Salmi, 41, worked at the record label EMI Group before founding Atom in 1995. Atom consisted of game sites Shockwave and AddictingGames.com, and video sites Addictingclips.com and AtomFilms, a site specializing in short films.

"He really helped develop a new category, which was short clips online," said Todd Chanko, an analyst with Jupiter Research. Salmi stuck it out with video when almost everybody else threw in the towel because of poor picture quality and slow download speeds, said Josh Felser, the CEO of the video-sharing site Grouper.

"Mika is very well respected in online video because he kept his vision intact," said Felser, who sold Grouper to Sony last year. "He survived all the trouble during the dot-com collapse and ended up selling his company for a bucket load of money."

Ah, a music guy.

Asked for a hint on how the YouTube conflict might end, Salmi wouldn't say. He noted, however, that he's friendly with YouTube founders Steve Chen and Chad Hurley and still hopes for a resolution.

"There was never any strategy at Viacom that said, 'We don't want people to watch our videos (at YouTube),'" Salmi said. "We want to be a distributor. We have distribution deals with iTunes and Comcast and recently we did a deal with (online video company) Joost. We didn't want to do it all ourselves. But if someone is actually making money on our content we tell them that, 'If you want to distribute our content we should have a deal with you.' If it's a professional relationship, then there should be a business deal.
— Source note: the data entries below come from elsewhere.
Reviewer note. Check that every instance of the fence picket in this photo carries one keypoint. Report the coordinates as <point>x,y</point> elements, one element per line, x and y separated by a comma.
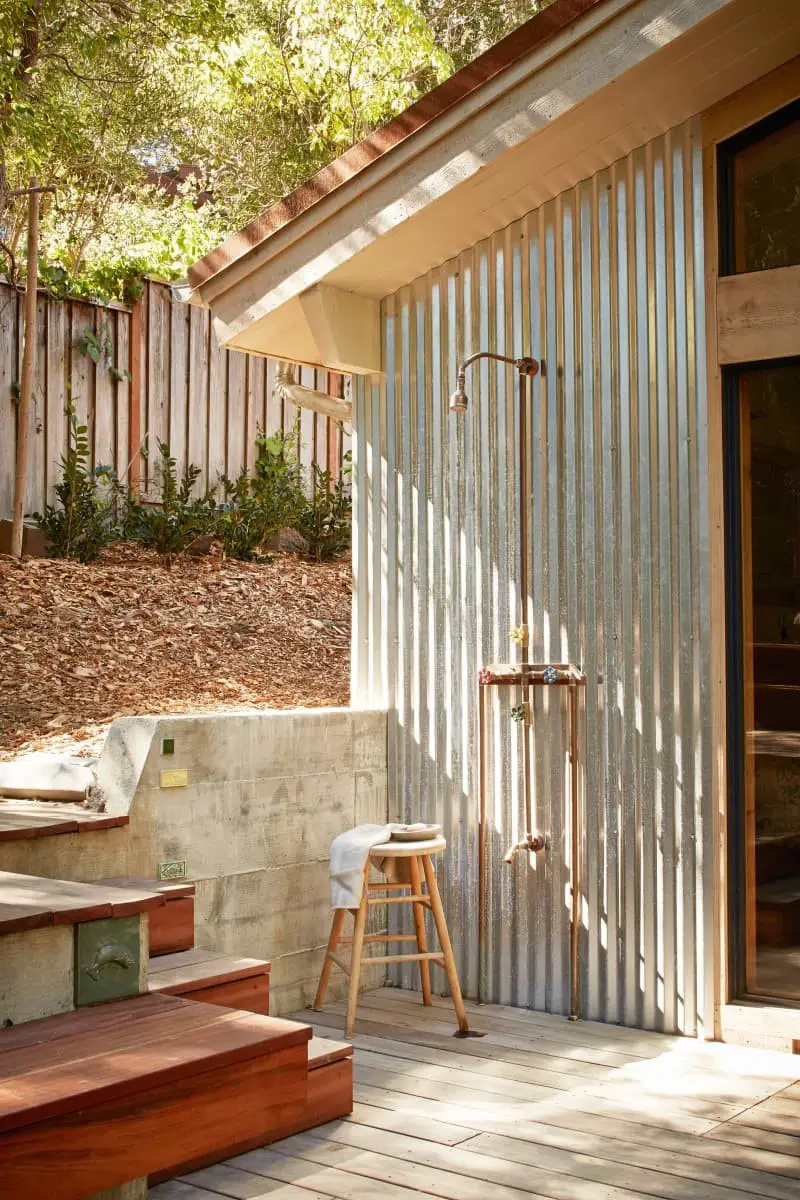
<point>205,401</point>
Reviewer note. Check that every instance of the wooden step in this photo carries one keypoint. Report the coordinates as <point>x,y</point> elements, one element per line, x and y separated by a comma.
<point>28,901</point>
<point>172,928</point>
<point>329,1097</point>
<point>330,1083</point>
<point>46,819</point>
<point>212,978</point>
<point>145,1086</point>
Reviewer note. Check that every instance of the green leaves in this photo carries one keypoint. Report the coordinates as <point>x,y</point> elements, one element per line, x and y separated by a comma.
<point>113,101</point>
<point>85,517</point>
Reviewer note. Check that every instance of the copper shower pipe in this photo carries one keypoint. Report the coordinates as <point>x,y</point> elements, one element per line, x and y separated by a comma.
<point>534,675</point>
<point>527,369</point>
<point>525,676</point>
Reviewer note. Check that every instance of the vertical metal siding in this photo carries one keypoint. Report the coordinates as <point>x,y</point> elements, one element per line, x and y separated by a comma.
<point>603,283</point>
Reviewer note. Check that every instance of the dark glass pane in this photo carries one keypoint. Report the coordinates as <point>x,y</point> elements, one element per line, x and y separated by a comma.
<point>767,202</point>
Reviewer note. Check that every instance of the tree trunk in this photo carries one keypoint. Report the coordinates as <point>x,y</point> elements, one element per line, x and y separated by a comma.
<point>26,383</point>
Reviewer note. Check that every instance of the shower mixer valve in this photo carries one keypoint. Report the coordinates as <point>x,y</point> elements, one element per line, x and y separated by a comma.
<point>531,844</point>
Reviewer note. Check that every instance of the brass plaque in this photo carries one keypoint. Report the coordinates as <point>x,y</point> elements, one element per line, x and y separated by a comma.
<point>178,778</point>
<point>172,870</point>
<point>107,960</point>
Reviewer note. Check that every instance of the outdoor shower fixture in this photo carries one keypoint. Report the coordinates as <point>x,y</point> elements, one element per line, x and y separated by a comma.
<point>524,675</point>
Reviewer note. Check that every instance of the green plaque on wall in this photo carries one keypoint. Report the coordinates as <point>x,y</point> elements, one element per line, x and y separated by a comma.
<point>107,960</point>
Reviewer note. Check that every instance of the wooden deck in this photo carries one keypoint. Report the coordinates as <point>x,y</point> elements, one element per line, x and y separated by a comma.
<point>536,1108</point>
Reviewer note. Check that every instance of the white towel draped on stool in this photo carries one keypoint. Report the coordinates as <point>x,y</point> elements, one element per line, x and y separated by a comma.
<point>349,853</point>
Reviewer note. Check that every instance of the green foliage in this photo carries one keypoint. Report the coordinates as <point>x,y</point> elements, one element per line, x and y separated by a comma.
<point>95,509</point>
<point>325,520</point>
<point>84,519</point>
<point>97,346</point>
<point>104,100</point>
<point>258,505</point>
<point>172,525</point>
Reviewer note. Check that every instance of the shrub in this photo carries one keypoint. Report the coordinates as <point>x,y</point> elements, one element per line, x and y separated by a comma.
<point>325,520</point>
<point>172,525</point>
<point>84,520</point>
<point>258,505</point>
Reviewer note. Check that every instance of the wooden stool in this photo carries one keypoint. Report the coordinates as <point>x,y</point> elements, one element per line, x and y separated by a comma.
<point>419,855</point>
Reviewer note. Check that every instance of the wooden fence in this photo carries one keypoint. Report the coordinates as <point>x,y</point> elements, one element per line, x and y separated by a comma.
<point>161,377</point>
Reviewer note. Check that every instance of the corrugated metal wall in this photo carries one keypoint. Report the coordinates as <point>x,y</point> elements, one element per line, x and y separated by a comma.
<point>605,283</point>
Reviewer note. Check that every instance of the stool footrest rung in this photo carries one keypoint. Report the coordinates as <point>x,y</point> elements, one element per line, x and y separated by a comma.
<point>428,957</point>
<point>380,937</point>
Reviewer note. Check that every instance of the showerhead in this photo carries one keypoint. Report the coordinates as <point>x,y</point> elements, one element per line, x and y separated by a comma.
<point>459,400</point>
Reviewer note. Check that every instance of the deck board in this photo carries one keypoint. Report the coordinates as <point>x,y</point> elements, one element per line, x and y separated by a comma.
<point>536,1108</point>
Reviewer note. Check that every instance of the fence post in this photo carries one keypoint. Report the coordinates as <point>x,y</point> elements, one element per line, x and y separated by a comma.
<point>134,401</point>
<point>29,366</point>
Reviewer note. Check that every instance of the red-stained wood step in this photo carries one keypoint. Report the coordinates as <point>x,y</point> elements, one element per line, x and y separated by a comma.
<point>92,1098</point>
<point>29,901</point>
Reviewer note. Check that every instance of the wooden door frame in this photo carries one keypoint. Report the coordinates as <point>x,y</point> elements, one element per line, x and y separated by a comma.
<point>719,124</point>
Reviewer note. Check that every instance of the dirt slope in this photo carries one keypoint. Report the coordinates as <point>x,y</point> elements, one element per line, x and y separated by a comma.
<point>83,645</point>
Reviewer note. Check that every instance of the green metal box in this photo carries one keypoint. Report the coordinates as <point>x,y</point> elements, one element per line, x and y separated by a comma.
<point>107,960</point>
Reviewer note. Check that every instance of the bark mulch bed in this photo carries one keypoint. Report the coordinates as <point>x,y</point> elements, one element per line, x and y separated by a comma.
<point>80,646</point>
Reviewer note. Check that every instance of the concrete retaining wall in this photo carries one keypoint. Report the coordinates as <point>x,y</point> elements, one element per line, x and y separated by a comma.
<point>264,796</point>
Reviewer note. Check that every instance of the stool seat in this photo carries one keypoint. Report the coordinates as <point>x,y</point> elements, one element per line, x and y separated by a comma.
<point>409,849</point>
<point>417,869</point>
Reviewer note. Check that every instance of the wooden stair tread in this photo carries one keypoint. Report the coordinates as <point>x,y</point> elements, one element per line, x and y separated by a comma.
<point>323,1051</point>
<point>28,901</point>
<point>780,893</point>
<point>44,819</point>
<point>191,970</point>
<point>67,1062</point>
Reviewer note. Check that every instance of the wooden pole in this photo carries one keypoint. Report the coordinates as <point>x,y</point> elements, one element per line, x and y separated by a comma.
<point>26,383</point>
<point>134,400</point>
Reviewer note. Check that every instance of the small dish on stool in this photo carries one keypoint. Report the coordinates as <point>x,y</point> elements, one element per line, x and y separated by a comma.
<point>417,832</point>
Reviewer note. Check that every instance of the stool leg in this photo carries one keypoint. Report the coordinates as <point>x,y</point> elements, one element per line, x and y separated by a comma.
<point>419,928</point>
<point>328,964</point>
<point>444,942</point>
<point>355,960</point>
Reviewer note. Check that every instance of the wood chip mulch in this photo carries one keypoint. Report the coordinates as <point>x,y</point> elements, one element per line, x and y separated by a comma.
<point>80,646</point>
"We just couldn't come to an agreement with YouTube," he added. "But we certainly want to be there."

The skeptic in me notes the timing of this article and that one man does not an Internet savvy company make. In one of the article's examples of Salmi's forward-thinking techiness, it notes that he helped push Viacom to allow users to embed videos. If taking the embed feature from YouTube and trying to replicate the site as a whole, just on Viacom's own servers, is forward-thinking then we are in trouble. Needing to have one of these distribution deals essential gives Viacom veto power over any competitor in the sphere of online video distribution. Given that "YouTube" isn't distributing these videos as much as individual users are, it begs the question of who really needs to be signing deals with Viacom, and whether Viacom is seeking to veto the way YouTube is setup and all other sites that might function the same way.